Markets in Europe were already spooked by news the US would hit Mexico with tariffs in an anti-immigration measure.

The main US markets eased back from opening falls, but remain about 1% off. General Motors, which like many carmakers has Mexico plants, fell 5%.

News of the Mexico tariff move comes amid a US trade war with China.

Mr Trump announced in a tweet that tariffs on all goods coming from Mexico would be introduced until the country curbs illegal immigration into the US.

From 10 June, a 5% tariff would be imposed and would slowly rise to 25% “until the illegal immigration problem is remedied”, he said.

The tweet was followed up with a White House statement giving more details.

Jesús Seade, Mexico’s top diplomat for North America, said the proposed tariffs would be “disastrous”, while analysts and investors have speculated that the measure could be the trigger that pushes the global economy into recession.

Commerzbank strategist Ulrich Leuchtmann said: “The US trade policy has taken a qualitatively different turn. Using tariffs as a tool for non-economic goals is something which brings a new quality to proceedings.”

Shares in carmakers and supply chain companies suffered the worst. Ford fell 3.4% and Fiat Chrysler 5%.

Mexico is the single biggest source of parts and engines for the US vehicle sector, importing some $128bn worth of products.

A research note from Deutsche Bank said the tariff measure “could cripple the industry and cause major uncertainty”.

The total value of US imports from Mexico is about $350bn.

In Europe, car shares were also down, with Renault shedding 4.5%, Volkswagen 2.6% lower, and BMW 1.6% off.

The Business Roundtable, a US body made of chief executives of major US corporations, urged Mr Trump to reconsider.

“Imposing unilateral tariffs on Mexican imports would be a grave error,” the group said in a statement, warning that this “would create significant economic disruption and tax US workers, farmers, consumers and businesses”.
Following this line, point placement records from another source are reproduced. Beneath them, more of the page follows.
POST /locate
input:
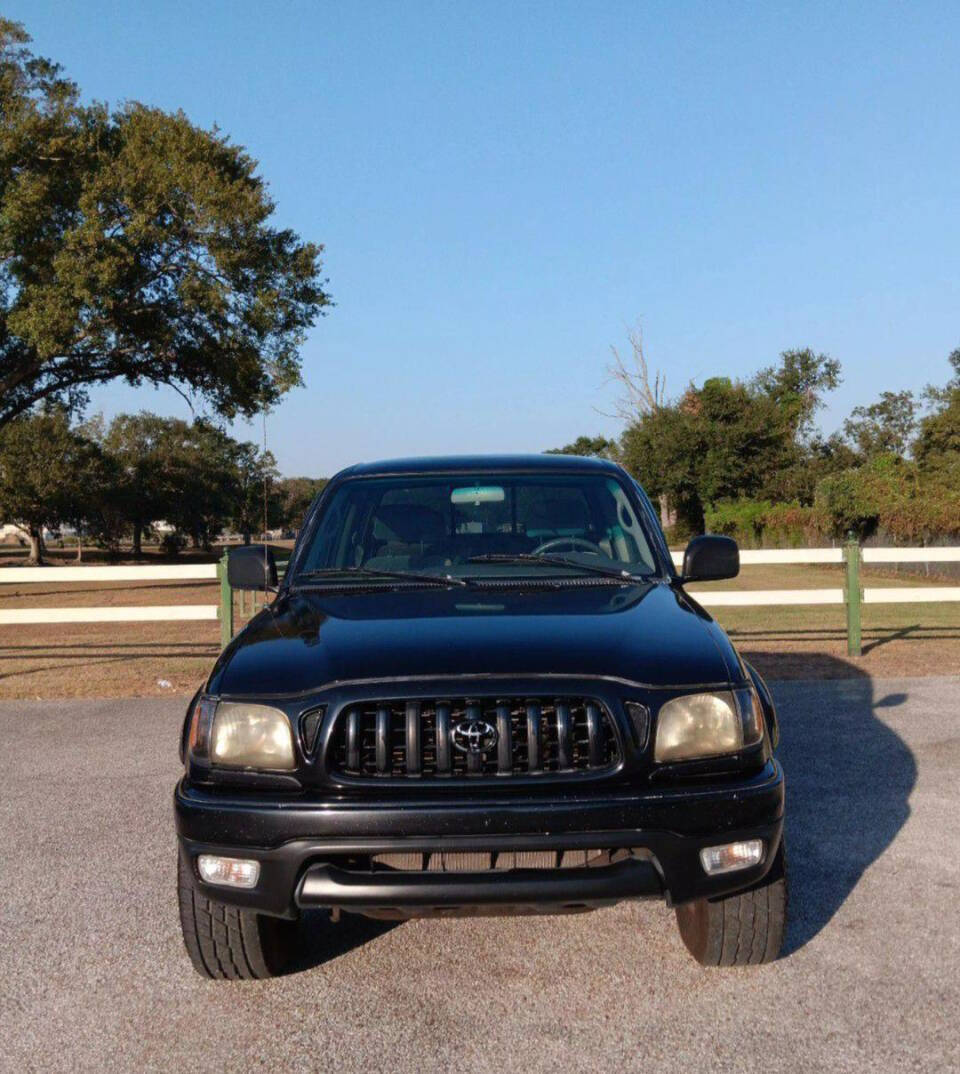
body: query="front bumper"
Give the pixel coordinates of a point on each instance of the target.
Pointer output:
(311, 853)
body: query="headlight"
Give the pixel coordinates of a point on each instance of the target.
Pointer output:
(707, 725)
(236, 733)
(252, 735)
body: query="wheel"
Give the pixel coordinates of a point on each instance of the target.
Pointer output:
(742, 929)
(224, 941)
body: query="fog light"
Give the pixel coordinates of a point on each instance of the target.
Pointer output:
(228, 872)
(731, 856)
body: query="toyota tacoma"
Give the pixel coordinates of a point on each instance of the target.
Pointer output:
(480, 687)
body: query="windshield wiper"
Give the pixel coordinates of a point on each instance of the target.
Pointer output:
(375, 572)
(558, 561)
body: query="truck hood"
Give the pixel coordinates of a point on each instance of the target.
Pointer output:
(649, 633)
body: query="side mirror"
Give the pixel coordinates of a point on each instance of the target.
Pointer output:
(251, 567)
(710, 557)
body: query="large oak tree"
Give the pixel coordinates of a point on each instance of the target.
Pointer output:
(134, 245)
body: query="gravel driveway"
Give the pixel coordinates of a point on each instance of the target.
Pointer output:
(93, 976)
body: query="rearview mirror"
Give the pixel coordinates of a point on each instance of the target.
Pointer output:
(251, 567)
(710, 557)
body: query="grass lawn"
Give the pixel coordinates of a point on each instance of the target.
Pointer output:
(129, 659)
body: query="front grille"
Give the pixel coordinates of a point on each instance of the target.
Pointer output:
(448, 738)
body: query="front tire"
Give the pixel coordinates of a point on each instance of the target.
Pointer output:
(742, 929)
(226, 942)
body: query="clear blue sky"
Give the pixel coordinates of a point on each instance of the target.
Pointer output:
(503, 188)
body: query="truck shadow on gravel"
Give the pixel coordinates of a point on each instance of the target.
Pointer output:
(848, 779)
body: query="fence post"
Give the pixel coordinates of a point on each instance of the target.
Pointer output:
(226, 603)
(853, 595)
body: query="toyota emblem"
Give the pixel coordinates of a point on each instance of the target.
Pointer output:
(475, 736)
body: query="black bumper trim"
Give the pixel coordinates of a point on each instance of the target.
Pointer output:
(329, 886)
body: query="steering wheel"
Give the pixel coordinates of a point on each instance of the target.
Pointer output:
(570, 542)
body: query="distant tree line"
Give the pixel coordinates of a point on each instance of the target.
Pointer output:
(745, 458)
(116, 481)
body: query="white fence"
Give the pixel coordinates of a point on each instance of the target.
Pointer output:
(713, 598)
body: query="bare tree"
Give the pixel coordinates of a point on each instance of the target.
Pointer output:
(636, 396)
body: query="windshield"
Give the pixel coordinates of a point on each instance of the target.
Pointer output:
(473, 525)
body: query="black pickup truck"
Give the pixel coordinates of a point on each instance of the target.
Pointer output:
(480, 687)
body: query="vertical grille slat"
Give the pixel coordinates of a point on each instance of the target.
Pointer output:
(564, 742)
(353, 740)
(505, 740)
(382, 740)
(444, 744)
(595, 736)
(534, 737)
(474, 738)
(412, 751)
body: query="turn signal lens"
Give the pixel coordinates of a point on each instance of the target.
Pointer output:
(731, 856)
(228, 872)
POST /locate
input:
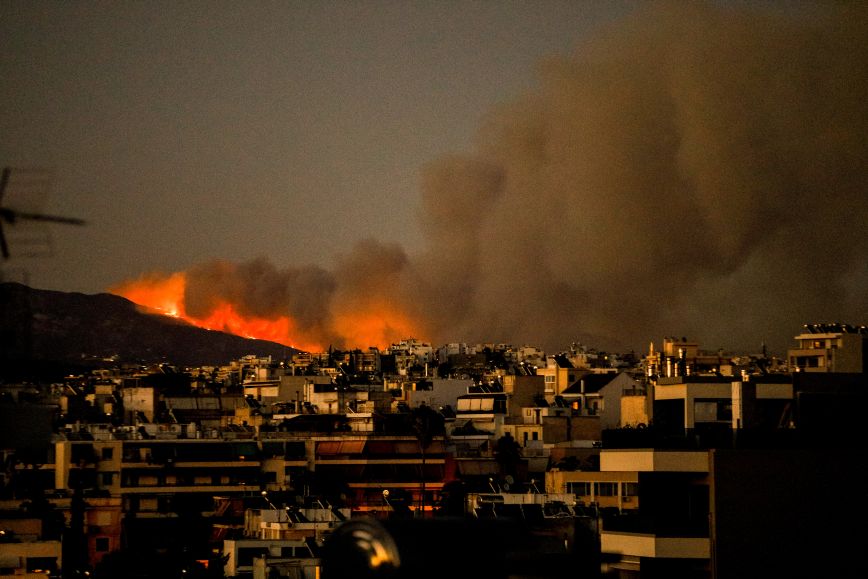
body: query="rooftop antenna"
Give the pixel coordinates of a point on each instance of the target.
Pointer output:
(9, 216)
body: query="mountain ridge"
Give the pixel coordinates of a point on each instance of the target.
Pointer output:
(53, 327)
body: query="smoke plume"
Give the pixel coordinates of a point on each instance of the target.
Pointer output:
(696, 170)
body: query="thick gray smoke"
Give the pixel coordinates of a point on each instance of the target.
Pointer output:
(695, 171)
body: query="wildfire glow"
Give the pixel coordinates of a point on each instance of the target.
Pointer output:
(165, 294)
(355, 322)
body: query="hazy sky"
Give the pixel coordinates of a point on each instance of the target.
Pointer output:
(660, 166)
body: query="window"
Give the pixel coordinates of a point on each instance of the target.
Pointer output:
(580, 489)
(606, 489)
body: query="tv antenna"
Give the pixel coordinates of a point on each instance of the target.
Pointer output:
(9, 216)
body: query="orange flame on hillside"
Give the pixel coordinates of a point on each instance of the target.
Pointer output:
(166, 295)
(354, 322)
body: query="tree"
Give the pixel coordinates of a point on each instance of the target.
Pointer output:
(426, 424)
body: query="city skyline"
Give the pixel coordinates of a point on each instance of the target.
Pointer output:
(543, 172)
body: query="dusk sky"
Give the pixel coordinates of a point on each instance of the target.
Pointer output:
(533, 172)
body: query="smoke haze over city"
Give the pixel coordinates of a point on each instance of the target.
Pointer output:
(691, 169)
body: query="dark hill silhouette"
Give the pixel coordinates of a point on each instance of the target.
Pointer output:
(45, 328)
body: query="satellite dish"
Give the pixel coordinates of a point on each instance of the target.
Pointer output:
(9, 216)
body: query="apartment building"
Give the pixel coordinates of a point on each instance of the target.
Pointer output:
(830, 348)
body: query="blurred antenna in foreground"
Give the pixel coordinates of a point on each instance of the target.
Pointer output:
(23, 193)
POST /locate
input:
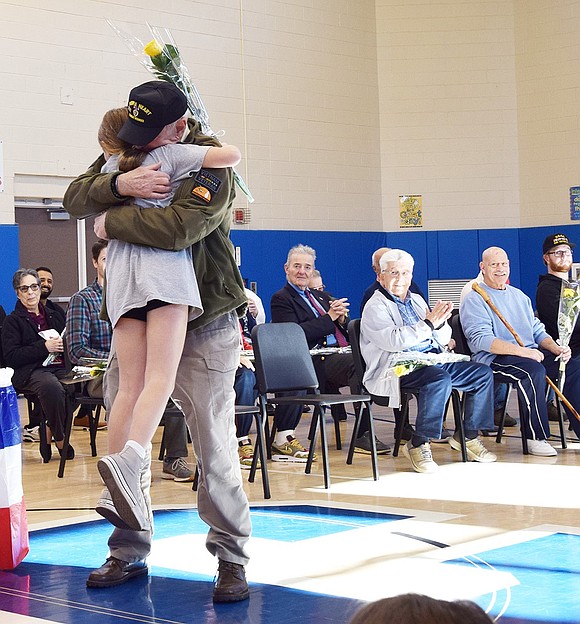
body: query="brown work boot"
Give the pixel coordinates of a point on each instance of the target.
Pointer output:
(230, 584)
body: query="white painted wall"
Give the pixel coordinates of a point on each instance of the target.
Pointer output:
(339, 106)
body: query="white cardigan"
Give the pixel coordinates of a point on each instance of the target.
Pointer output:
(383, 336)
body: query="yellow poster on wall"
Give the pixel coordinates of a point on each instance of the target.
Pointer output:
(410, 211)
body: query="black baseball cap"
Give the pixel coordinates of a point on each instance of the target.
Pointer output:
(554, 240)
(151, 107)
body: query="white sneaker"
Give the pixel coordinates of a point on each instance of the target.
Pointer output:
(541, 448)
(31, 434)
(420, 457)
(121, 473)
(475, 450)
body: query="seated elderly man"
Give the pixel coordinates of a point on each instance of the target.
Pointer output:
(396, 320)
(492, 343)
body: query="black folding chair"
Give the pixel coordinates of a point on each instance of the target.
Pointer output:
(75, 396)
(402, 413)
(284, 364)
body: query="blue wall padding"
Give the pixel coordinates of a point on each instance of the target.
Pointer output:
(344, 258)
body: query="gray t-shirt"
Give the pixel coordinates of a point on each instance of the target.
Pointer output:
(138, 274)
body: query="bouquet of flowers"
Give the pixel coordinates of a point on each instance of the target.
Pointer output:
(161, 57)
(567, 317)
(86, 369)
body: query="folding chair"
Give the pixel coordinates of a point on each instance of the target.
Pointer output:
(74, 397)
(284, 364)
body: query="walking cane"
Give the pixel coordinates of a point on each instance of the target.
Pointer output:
(480, 291)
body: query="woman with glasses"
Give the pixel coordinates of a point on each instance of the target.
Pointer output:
(25, 350)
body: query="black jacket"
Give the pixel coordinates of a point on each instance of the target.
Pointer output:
(287, 306)
(24, 350)
(547, 306)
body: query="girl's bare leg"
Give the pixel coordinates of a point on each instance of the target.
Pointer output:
(166, 328)
(131, 348)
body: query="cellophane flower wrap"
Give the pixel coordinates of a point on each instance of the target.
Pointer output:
(406, 362)
(161, 57)
(568, 312)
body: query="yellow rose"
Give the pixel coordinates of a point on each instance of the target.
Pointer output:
(399, 370)
(153, 48)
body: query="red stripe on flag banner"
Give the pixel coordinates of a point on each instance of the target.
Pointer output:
(13, 535)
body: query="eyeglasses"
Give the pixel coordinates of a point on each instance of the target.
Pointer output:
(25, 289)
(561, 254)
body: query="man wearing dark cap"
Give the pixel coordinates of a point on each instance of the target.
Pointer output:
(199, 217)
(557, 255)
(152, 106)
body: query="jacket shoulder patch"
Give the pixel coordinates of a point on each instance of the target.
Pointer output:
(202, 192)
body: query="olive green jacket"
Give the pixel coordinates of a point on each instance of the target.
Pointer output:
(200, 217)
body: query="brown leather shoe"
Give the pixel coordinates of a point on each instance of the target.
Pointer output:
(230, 584)
(115, 572)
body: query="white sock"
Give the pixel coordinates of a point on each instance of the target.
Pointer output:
(282, 436)
(136, 447)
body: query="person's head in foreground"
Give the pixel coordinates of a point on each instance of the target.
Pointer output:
(419, 609)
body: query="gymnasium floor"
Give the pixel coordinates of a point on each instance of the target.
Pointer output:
(506, 535)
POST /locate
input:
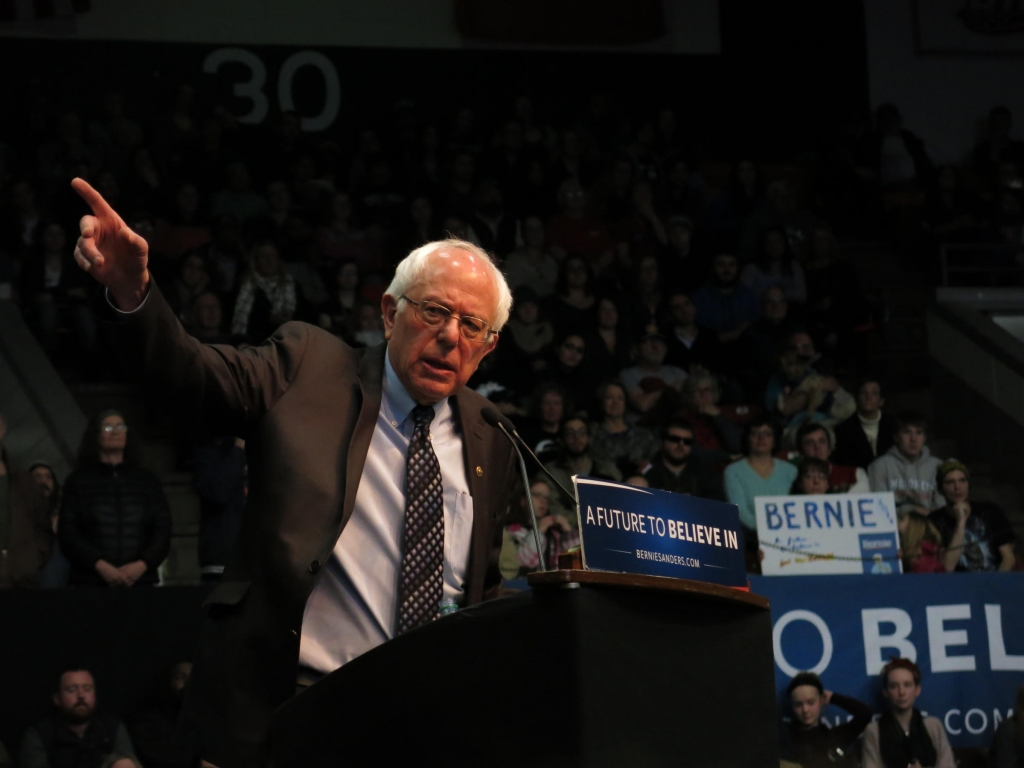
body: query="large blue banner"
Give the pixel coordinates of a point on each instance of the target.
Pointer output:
(631, 529)
(965, 631)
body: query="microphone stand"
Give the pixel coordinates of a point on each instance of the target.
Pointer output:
(541, 549)
(568, 495)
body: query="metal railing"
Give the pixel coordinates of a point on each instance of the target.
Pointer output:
(990, 264)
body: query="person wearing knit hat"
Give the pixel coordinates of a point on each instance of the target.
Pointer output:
(975, 535)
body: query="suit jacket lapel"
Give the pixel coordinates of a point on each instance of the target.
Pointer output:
(476, 457)
(370, 376)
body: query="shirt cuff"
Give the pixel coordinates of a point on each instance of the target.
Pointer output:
(107, 295)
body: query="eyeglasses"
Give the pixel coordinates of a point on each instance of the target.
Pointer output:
(435, 315)
(675, 439)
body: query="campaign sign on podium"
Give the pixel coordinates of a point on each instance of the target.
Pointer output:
(629, 529)
(832, 534)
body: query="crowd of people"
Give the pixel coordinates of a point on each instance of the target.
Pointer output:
(670, 329)
(900, 735)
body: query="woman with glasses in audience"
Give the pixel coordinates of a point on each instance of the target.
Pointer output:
(518, 555)
(717, 438)
(614, 437)
(759, 473)
(569, 368)
(812, 477)
(902, 737)
(115, 522)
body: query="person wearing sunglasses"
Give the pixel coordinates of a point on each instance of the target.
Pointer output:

It also warned that the move jeopardised a new US-Mexico-Canada trade deal to replace Nafta.

The US Chamber of Commerce, which represents three million businesses in the US, also condemned the proposed tariffs.

“These tariffs will be paid by American families and businesses without doing a thing to solve the very real problems at the border,” said Neil Bradley, the chief policy officer.

‘Come back home’

Analysts said that in the highly competitive car and consumer goods sectors, companies were unlikely to be able to pass on extra costs to consumers.

“Margins are so thin in the US market right now that there’s no way that any automaker is not going to pass on these tariffs to their customers,” said Janet Lewis, an analyst at Macquarie Securities.

“The unknown factor is the impact on suppliers, as components can move back and forth between Mexico, the United States and Canada up to 20 times before they make their way into assembled cars,” she said.

But Mr Trump said the tariffs raised would help restore the US car industry, and he urged companies to “come back home to the USA”.

Any retaliation by Mexico could put further pressure on American farmers already suffering from the US trade war with China, as well as flooding and wet weather.

Last week, the White House announced a $16bn aid package for farmers, following $12bn in assistance in 2018, to help compensate for Beijing’s retaliation.

Dave Salmonsen, a trade policy specialist for the American Farm Bureau Federation, said farmers and consumers would both suffer.

“Fresh food crosses the border everyday, so the consequences on fresh fruits and vegetables would be fairly immediate,” he told the AFP news agency, adding that a lot of beer and tequila was also imported.